Digenic epistasis plays an important role in heredity and variation (Cheverud and Rountman 1995) and is regarded as the genetic basis of heterosis in crops (Yu et al. 1997; Hua et al. 2003; Melchinger et al. 2007; Kusterer et al. 2007; Shen et al. 2006). In this study, five digenic epistatic QTL pairs showing significant AA and/or DD effects were identified for PH. Seven out of eight interacting loci had significant genetic main effects, suggesting that these loci act as major genes as well as modifying genes in the expression of cotton plant height. Digenic epistasis should be considered in the utilization of QTL in cotton breeding, since the effect of a main-effect QTL involved in epistatic interactions is dependent on the genotypes of the other locus and can be negated by the genotypes of a second locus (Li et al. 2008). For example, the additive effects of alleles of CRI12 on QTL qPH-D6-1 significantly reduced PH (by 2.54 cm), but when this QTL interacted with qPH-A9-1 or qPH-D9-1, their AA effects increased PH by 2.20 and 3.64 cm, respectively. The percentage of loci with no genetic main effects involving digenic interactions was low compared with other reported values (Li et al. 1997). This is probably due to the MIM mapping procedure adopted in the present study, which is less powerful for the detection of epistasis between loci with small effects than other mapping procedures (Wang et al. 2005).

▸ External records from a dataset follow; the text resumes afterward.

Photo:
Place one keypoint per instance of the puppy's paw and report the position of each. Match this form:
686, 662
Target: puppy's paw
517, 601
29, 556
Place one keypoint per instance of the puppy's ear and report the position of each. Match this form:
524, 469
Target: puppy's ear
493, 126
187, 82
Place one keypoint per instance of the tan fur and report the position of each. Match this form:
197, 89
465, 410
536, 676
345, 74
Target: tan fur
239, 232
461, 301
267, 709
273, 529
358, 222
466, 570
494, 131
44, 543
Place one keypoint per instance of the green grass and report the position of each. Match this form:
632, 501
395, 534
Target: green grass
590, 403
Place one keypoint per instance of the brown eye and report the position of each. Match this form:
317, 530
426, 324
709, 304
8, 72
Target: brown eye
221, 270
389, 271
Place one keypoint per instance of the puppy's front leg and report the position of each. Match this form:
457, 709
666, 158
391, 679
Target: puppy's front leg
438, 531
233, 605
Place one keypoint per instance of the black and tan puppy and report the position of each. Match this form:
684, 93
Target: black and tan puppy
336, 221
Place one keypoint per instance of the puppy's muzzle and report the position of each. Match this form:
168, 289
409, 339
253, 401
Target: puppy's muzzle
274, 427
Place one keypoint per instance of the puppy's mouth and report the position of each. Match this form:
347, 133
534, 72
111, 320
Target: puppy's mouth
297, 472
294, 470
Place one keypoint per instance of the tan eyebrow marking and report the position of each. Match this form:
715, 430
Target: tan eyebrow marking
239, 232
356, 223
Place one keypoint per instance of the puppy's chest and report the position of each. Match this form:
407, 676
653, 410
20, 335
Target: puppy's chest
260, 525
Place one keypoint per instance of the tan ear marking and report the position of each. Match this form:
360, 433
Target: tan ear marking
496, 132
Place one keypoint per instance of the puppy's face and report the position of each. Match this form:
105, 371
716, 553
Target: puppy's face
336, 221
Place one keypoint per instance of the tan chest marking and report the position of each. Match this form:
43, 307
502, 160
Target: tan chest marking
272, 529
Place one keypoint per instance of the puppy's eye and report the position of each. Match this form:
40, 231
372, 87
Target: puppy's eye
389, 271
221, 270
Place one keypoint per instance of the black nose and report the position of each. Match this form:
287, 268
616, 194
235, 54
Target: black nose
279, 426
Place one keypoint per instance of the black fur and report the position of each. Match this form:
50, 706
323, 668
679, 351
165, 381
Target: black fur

The QTL positions and effects detected in this study were not comparable to most other reported results due to the different markers used and the linkage groups unassigned (Shappley et al. 1998; Saeed et al. 2011; Adawy et al. 2008). However, with the improvements of map resolution and more mapping populations constructed via various crosses, more and more QTL will be disclosed through mapping efforts, which will contribute to our understanding of the genetic basis of cotton plant height.